44 Tortosa

lmodis werd verrast door rumoer bij de ingang van het paviljoen. De schelle stem van Dauphin mengde zich met die van de kapitein van de wacht, die hem de toegang ontzegde op grond van het feit dat hij daartoe geen orders had gekregen en dat zijn meesteres rustte. Het kamp was al sinds maanden doordrongen van een vreemde kalmte, omdat het merendeel van de troepen vertrokken was om de aanval op Tortosa voor te bereiden.

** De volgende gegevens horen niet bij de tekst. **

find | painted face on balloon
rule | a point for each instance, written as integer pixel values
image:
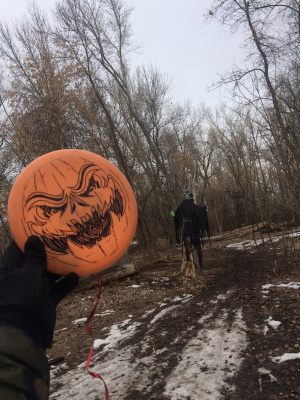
(75, 212)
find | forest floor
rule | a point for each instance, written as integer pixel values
(233, 333)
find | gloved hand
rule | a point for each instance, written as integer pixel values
(28, 294)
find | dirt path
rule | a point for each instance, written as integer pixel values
(164, 338)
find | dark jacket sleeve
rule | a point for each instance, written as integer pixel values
(24, 373)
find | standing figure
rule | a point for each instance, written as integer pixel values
(191, 222)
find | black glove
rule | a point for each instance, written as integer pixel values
(28, 294)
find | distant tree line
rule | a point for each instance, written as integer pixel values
(67, 81)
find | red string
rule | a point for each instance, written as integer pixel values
(88, 361)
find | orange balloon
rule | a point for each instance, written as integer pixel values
(80, 205)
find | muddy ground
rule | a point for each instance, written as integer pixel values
(227, 270)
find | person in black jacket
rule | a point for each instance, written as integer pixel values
(28, 299)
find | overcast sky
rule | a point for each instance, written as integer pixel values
(174, 37)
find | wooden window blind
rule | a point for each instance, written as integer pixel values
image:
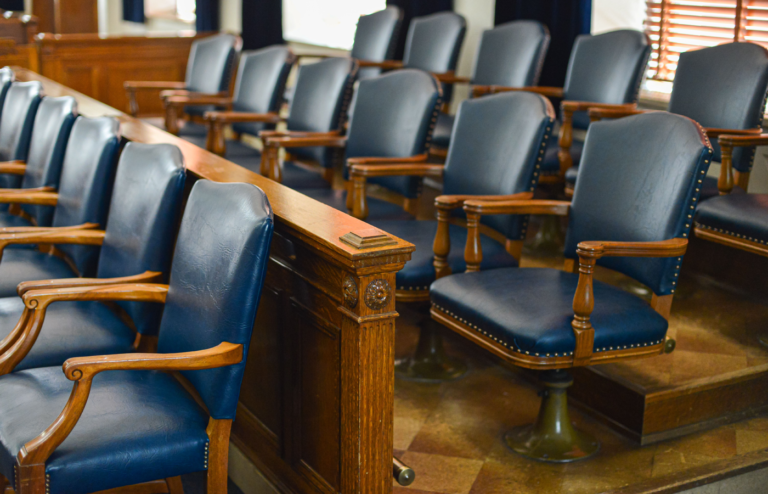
(676, 26)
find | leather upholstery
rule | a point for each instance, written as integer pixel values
(744, 216)
(137, 427)
(260, 85)
(530, 310)
(85, 186)
(318, 105)
(495, 151)
(393, 118)
(376, 38)
(419, 272)
(16, 121)
(639, 180)
(606, 68)
(216, 279)
(706, 90)
(50, 134)
(71, 329)
(143, 215)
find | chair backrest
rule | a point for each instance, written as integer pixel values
(707, 89)
(639, 180)
(210, 64)
(319, 103)
(143, 216)
(606, 68)
(216, 280)
(50, 134)
(394, 117)
(6, 78)
(85, 186)
(495, 150)
(260, 84)
(511, 54)
(376, 38)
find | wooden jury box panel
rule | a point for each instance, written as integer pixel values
(98, 67)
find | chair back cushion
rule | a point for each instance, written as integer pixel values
(143, 216)
(639, 180)
(16, 123)
(394, 117)
(210, 63)
(606, 68)
(321, 94)
(495, 150)
(511, 54)
(260, 84)
(707, 90)
(216, 279)
(50, 134)
(85, 186)
(376, 38)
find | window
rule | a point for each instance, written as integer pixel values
(676, 26)
(330, 23)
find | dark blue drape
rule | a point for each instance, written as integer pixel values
(262, 23)
(416, 8)
(565, 19)
(207, 15)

 Aan het hoofd van zijn legerscharen had Ramón Berenguer geschitterd in zijn gala-wapenrusting, in het gezelschap van zijn neef Ermengol van Urgell. Almodis herinnerde zich het vertrek als een reeks verbazend heldere beelden. Na het bijwonen van een mis op het middenterrein, opgedragen door Odó van Montcada, de bisschop van Barcelona, had zij de graaf in de beslotenheid van de tent zijn wapenrusting aangetrokken, geholpen door twee schildknapen. Over zijn hemd droeg hij een gewatteerd wambuis dat hem moest beschermen tegen het schuren van zijn maliënkolder van fijne in elkaar grijpende schakels. Ook aan zijn benen droeg hij een bescherming van maliën. Toen de graaf daarmee bekleed was, gingen ze allemaal naar de centrale ruimte in de enorme tent, waar zijn ridders en kamerdienaar hem de rest van zijn wapenrusting aantrokken. Eerst bevestigden ze het borstkuras en het rugschild, vervolgens de schouder- en elleboogdelen, de beenplaten die zijn schenen beschermden en de wapenrok die zijn heupen bedekte. Daarna was het dijharnas aan de beurt, dat de voor- en achterkant van zijn bovenbenen bedekte, de gelede kniestukken die meebogen met de gewrichten, de sporen en de schoenen. Ten slotte overhandigden Guillem van Muntanyola en Guerau van Cabrera hem een helm met een opvallende kam van rode en gele veren, de kleuren van het grafelijk schild, dat het wapen van het huis van Berenguer droeg. De graaf van Barcelona zag er beslist indrukwekkend uit, vond Almodis.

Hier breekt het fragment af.